As an industry that prides itself in putting safety first, the pace of disruption is certainly something the industry needs to cope with. It was against this backdrop that Thales hosted experts from the industry to learn from each other on how we can all work together towards creating a smart, safe and secure sky.


On 10 & 11 October 2018, we had 2 days of fruitful discussion and exchange with 100+ senior leaders and stakeholders in aviation industry at Thales Smart, Safe and Secure Skies event in Singapore. Please see below highlights video if you have missed it.

Success of technology depends on the process and people

One of the biggest challenges in the aviation industry is not the use of technology. Safety, a cornerstone of the industry, remains the key priority as it should be. However, it also means that new solutions are tested for years before it is adopted.  By then, something better may have come along or the need for such a solution is no longer around.

Therefore, the industry needs to start looking at how to shorten the development path while maintaining the highest standards when it comes to safety and security. One method that we have adopted is called the Minimum Viable Product where development time is shortened from years to months.

Various stakeholders are engaged early in the development lifecycle so that the solution truly meets their needs and discussions on relevant regulations are taken into consideration.

Technology always wins - the need for change and innovation

The aviation industry has a history of embracing innovation. From the first aircraft to the current models in our airspace, this industry has come a long way. But it is no longer just the industry pushing for a change. Development in other areas are pushing new solutions that the industry didn’t ask for.

For example, the development of consumer drones has given the industry a new challenge. In his talk, Todd Donovan, Vice President of Digital Aviation and Air Traffic Management, Thales, highlighted the rapid increase in Unmanned Aerial Vehicles (UAVs) in our airspace has made it increasingly difficult for Air Navigation Service Providers (ANSPs) to control and manage air traffic. The airspace has become extremely congested. He also said that to combat this situation, there needs to be a rethinking of the process on how we manage the airspace. Innovation is thus necessary to improve efficiency by developing new ways for the ANSPs to better manage the skies.

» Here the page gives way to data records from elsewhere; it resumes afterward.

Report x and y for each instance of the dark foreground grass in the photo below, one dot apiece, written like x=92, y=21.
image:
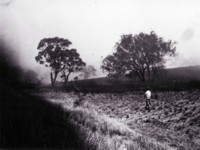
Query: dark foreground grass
x=30, y=122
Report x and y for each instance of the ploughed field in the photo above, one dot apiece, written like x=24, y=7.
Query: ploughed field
x=173, y=121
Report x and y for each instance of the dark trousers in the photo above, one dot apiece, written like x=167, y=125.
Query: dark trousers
x=147, y=104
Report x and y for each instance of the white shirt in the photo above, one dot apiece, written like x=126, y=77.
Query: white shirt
x=148, y=94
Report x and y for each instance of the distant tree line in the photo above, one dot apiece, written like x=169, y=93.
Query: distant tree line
x=142, y=55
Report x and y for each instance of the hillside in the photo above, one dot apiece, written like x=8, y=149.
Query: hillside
x=171, y=79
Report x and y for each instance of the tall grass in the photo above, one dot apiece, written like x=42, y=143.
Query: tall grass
x=99, y=132
x=30, y=122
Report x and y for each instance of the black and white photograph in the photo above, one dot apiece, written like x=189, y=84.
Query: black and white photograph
x=100, y=74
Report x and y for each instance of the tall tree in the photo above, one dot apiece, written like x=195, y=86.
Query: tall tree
x=55, y=53
x=138, y=55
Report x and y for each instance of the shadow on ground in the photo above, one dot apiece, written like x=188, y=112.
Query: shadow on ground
x=30, y=122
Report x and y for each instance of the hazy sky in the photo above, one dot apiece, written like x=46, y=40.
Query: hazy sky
x=94, y=26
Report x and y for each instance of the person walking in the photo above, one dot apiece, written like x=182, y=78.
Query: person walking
x=148, y=98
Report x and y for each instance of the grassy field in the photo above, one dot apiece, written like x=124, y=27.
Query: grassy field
x=119, y=121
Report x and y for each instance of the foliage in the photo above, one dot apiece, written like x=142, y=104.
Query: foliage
x=88, y=71
x=138, y=55
x=54, y=53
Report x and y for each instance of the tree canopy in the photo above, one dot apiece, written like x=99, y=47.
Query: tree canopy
x=138, y=55
x=55, y=53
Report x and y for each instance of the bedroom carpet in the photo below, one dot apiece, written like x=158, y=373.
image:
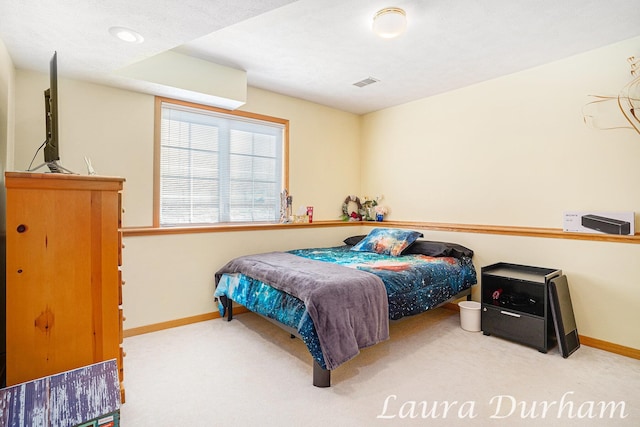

It is important that the aviation industry understands that this will continue to happen and at a more rapid pace. Development in other areas such as artificial intelligence as well as data analytics means the airspace and the flight experience would need to evolve along with it. Therefore, the industry needs to start collaborating with other industries to ensure that our aviation ecosystem is future ready.

Technology will not slow down

As we saw from the event, technology will not slow down and will continue to improve the aviation industry in many different ways. For example, one popular exhibit was the TopMax system - a sleek HUD system meant to provide pilots with vital information during their flights. Originally used for military purposes, the TopMax system is gradually being incorporated into civilian flights.

Fronting one of the talks at 4S was Pierre Fossier, Vice President of Land and Air Systems, Thales, who said that automation is key to autonomy. While we are not at a stage where we could confidently let UAVs handle our flights, Pierre believes that this possibility is not far. What’s needed is our ability to address safety concerns and how UAVs interact with other stakeholders in the airspace. Technology will come into play to help solve challenges as well as improve efficiencies for the industry to experience a faster rate of growth. Incorporating new technology such as Internet of Things, artificial intelligence and data analytics into the skies will only serve to improve the way we utilise the airspace.

Technology has allowed us to forge new ground and create a different sky from before. Although there remains much uncertainty and unknown that we have yet to figure out, we are confident that the industry is in a good place to herald an entirely new era and soar to even greater heights.